October 1, 2009
The Compass Rose Society is reclaiming its original identity as a missional and connective society in the Anglican Communion and moving away from trying to raise money for projects (however worthy) of the Anglican Consultative Council (ACC). As such it is once again showing signs of being the kind of society I thought we were joining when All Saints’ became a member in 1999. We were represented at the meeting by Della and Jere Wells who are joining the study and mission journey to Malawi for the next week. Sam and Boog Candler were also present from Atlanta. Sam is on the board of the society. They are doing the work of making connections between people within and throughout the Anglican Communion. We are proclaiming that our need for connection across boundaries and our unity in Christ is greater than our need to be theologically correct. Members of the Society are individuals, families parishes and dioceses (from Episcopal and at least one ‘breakaway’ parish) who make an initial gift equivalent to $10,000 or more and then continue to give at least $2,000 each year for projects either supported as a result of a society visit to a part of the church in need and in the company of the Secretary General of the ACC or at the request of the Archbishop of Canterbury. You can learn more here, and I would be glad to talk to anyone interested in joining, doing extraordinary work and enjoying the privilege of dinner with Archbishop and Mrs. Williams as long as they are gracious enough to host us.

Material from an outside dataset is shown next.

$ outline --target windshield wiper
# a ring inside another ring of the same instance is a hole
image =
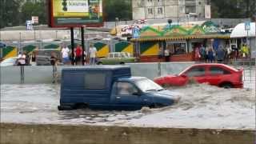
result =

This year we were to be addressed by the Bishop of Jerusalem who was denied permission to travel out of Ben-Gurion airport only days before he was due to leave. As a Palestinian, he could have left through Jordan but did not have time to make those arrangements. His report was emailed and read to us. In it he referenced the extraordinary difficulty of travel imposed by the Israeli authorities. This was one more example of how difficult things can be for anyone who lives in what the Bishop calls ‘The Land of the Holy One’. Appeals that are based on the sufferings of Palestinians are always dodgy to my ears unless they also acknowledge the reality that many Palestinians and their allies are committed to the eradication of Israel and the denial of their right to exist as a nation. I know that the sufferings of Palestinians are real and I know that Christians are a shrinking minority among Palestinians. I also know that when push comes to shove the predominant Palestinian identity is Arab and Muslim and that identity will ‘trump’ the others. I am nervous about the tendency of Anglicans to give uncritical support to the Palestinians without clear statements that Israel exists and should be able to exist without being threatened by its neighbors. At the same time it must be possible for us to question Israeli policies without being declared anti Jewish or suggesting ‘moral equivalency’.
At dinner we were able to ask the Archbishop questions. He is very good at taking the questions seriously and giving thoughtful answers.
I asked: “Our bishops came home from the Lambeth Conference wondering when the Church of England was going to join the Anglican Communion. What do you imagine they meant by this question and what, if any, response would you like to make?”
In his answer, he thought it possible that some English bishops have an over exalted view of their position which might give an unfortunate impression. He was quick to defend the C of E as being a church in which every diocese puts considerable resources toward relationships in the wider communion. These are the kind of answers I would probably have offered were I in his shoes. They do not of course address the realities of power in the communion or any particular way in which some apparently view the C of E as avoiding entering the communion fray. I note this as observation without judgment implied.
I was heartened to hear the Archbishop recognize (albeit with some gloom) that we may be headed to a covenant that some Anglican provinces cannot sign, but which doe not represent the end of the world. We will still be the church in mission, caring for the neediest among u and establishing relationships in Christ throughout the world. It is my impression that as The Episcopal Church has continued to define itself, so the Archbishop has become clear about what he wants and what he sees as the way forward. The consequence of that greater definition appears to be the most people are settling down and happy enough to let things play out without the sense that there is a power vacuum which bishops in Durham, Lagos and elsewhere are quick to seek to fill.